Si Pierre a crié et tempêté, c'est qu'il n'est pas raisonnable et qu'il est coléreux, sans doute; mais le petit garçon de votre voisine qui est aussi d'un caractère emporté ne s'est pas mis en colère, il a abandonné avec une indifférence parfaite sa tour démolie et s'est mis à jouer avec le chat. Vous avez pensé que certains enfants étaient bien plus faciles que le vôtre ; mais n'y a-t-il pas une autre différence plus profonde entre Pierre et son petit camarade? Pierre a en lui un instinct qui répugne à abandonner une entreprise avant de l'avoir menée à chef. Maintenant que vous êtes calme et que sa bruyante colère ne nous énerve plus, songez-y, et au lieu d'en être ennuyée, tâchez d'en tirer des conclusions.

N'est-ce pas, peut-être, que l'un des traits de caractère de votre fils est la persévérance ? Si c'est le cas, vous ferez bien, durant votre demi-heure de méditation, de remercier le Ciel que Pierre soit doué d'un outil aussi puissant pour réussir dans la vie.
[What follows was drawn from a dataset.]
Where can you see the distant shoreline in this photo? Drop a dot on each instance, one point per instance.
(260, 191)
Et vous pourrez avoir cette vision de Pierre : non plus un bambin de quatre ans, mais un homme vigoureux, puissant et énergique, un ingénieur peut-être, bâtissant une grande digue et éprouvant pour les flots et le vent qui s'acharnent à contrarier son entreprise le même ressentiment qu'il a éprouvé contre vous quand vous êtes venue démolir ses constructions, et transformant alors, pour le bénéfice de l'humanité, la chaleur de son ressentiment en un triomphe sur les forces brutes de la nature.

Oui, il vous est permis de voir les germes de tout cela dans l'accès de «méchanceté» de Pierre, et alors, vous n'envierez plus votre voisine d'avoir un petit garçon si différent du vôtre ; car cette même qualité qui le fait céder de si bonne grâce aujourd'hui le fera céder aussi facilement devant le flot, sans qu'il sache faire l'effort voulu pour empêcher sa digue d'être emportée.

En essayant ainsi de tirer des conclusions de vos observations, ayez grand soin qu'elles restent désintéressées et sincères. Il vous faut voir ce qui est réellement et non pas ce qui cadre avec vos théories. L'idée que vous vous faites du caractère de vos enfants doit être assez flexible pour pouvoir évoluer ; rien n'est si dangereux qu'une opinion trop arrêtée… Il se peut, après tout, que Pierre ne soit pas particulièrement persévérant, que son impatience provienne d'une passion pour l'architecture. C'est un point que vous seule pouvez élucider, et seulement par une constante observation de ses actes spontanés… Jamais vous ne serez aussi bien placée pour étudier votre enfant que maintenant qu'il est assez petit pour ne point savoir encore dissimuler ses impulsions. Personne au monde, pas même sa future femme, n'aura une meilleure occasion que celle qui vous est offerte aujourd'hui : de là votre responsabilité. Pour aider Pierre à développer ce qu'il a de meilleur en lui et à diriger son énergie vers des fins nobles et utiles, il vous faut connaître, non pas tant la psychologie enfantine, la philosophie, la médecine, que Pierre lui-même.